You know the classic scene-a driver gets dropped over for speeding. They sigh, slow down, and pull over. A police officer exits a squad car, taps on the driver's side window, and asked that famous question, "Do you have any idea how fast you were going back there?" Answers may vary from "I do not know, officer" to giving an excuse for why the speed is so necessary to making up a number.
But what if you did not have to make up a number? What if you could give an accurate answer? That may help some drivers and hurt others, depending on their actual speed.
One father is trying to prove that his son was not speeding by using evidence collected from the GPS tracking device he placed in his son's car. The main purpose of the device was for the parents to stay informed about their son's places and to monitor his speed, but now it may be put to another use.
As new technology enters our lives, we have to find ways to deal with how we apply it and how we govern ourselves in relation to new machines and gadgets. Cases like this set new precedents for how speeding tickets are contested.
There are any number of reasons that could account for why the GPS recorded a legal speed, while the officer's radar gun recorded something above the speed limit. In one possible scenario, the calibration for the radar gun that the officer used was not exact.

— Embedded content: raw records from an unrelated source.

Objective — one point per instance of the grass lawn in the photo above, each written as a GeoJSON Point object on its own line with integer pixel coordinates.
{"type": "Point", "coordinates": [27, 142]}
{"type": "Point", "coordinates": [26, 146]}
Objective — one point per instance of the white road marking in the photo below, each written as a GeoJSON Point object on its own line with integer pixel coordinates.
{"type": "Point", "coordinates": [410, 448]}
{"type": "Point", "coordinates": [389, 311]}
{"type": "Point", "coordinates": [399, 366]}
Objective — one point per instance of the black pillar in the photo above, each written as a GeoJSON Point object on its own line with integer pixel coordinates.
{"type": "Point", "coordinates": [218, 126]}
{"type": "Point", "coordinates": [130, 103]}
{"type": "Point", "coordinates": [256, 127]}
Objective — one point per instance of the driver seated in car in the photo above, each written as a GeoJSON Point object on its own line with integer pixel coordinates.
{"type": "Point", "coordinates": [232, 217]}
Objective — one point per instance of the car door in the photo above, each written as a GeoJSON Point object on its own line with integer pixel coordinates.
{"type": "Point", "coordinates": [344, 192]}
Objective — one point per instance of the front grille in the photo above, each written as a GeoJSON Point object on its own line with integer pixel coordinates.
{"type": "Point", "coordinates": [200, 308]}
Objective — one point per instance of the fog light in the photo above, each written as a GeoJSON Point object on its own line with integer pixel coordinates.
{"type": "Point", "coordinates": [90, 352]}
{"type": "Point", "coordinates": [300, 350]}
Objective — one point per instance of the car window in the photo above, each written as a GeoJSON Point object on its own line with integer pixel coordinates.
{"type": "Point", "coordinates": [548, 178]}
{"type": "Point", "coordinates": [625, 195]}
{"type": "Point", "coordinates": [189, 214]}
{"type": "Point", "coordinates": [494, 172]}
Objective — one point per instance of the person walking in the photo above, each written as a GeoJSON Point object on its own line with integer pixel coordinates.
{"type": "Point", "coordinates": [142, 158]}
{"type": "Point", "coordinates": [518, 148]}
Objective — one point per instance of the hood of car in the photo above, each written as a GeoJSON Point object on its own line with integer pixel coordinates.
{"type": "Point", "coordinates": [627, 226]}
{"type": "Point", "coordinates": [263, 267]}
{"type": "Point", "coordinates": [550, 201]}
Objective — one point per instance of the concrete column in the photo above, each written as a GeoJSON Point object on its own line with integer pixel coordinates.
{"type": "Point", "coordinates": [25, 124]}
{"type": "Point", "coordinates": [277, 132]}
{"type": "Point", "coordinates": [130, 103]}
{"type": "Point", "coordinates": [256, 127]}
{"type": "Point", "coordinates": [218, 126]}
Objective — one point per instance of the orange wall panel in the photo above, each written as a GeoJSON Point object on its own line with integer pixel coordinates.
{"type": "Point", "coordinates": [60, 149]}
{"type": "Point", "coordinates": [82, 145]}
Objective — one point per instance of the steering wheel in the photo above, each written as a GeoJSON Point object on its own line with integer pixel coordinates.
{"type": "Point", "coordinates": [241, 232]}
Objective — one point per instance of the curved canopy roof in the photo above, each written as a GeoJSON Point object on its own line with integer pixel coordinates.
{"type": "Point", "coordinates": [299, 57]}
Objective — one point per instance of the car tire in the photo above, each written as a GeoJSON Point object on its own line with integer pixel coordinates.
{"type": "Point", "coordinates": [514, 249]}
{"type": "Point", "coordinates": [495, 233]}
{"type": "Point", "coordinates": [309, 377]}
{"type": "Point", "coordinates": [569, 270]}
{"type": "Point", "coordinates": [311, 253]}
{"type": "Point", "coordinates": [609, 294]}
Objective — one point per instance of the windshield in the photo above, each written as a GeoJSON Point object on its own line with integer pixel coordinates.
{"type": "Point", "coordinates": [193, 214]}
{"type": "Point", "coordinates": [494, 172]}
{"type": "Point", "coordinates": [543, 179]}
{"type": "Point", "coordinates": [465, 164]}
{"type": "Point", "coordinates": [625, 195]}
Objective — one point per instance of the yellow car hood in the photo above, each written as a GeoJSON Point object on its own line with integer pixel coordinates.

The case has not been decided so it will be interesting to see how it all turns out.
In the meantime, the father involved stressed that he and his wife did not put the GPS device in their son's car to avoid traffic tickets. Their goal was to encourage their teen to be a careful driver. He actually hopes that the attention that this case has received will get other parents thinking about using GPS technology to keep teen drivers safe and on the right side of the law.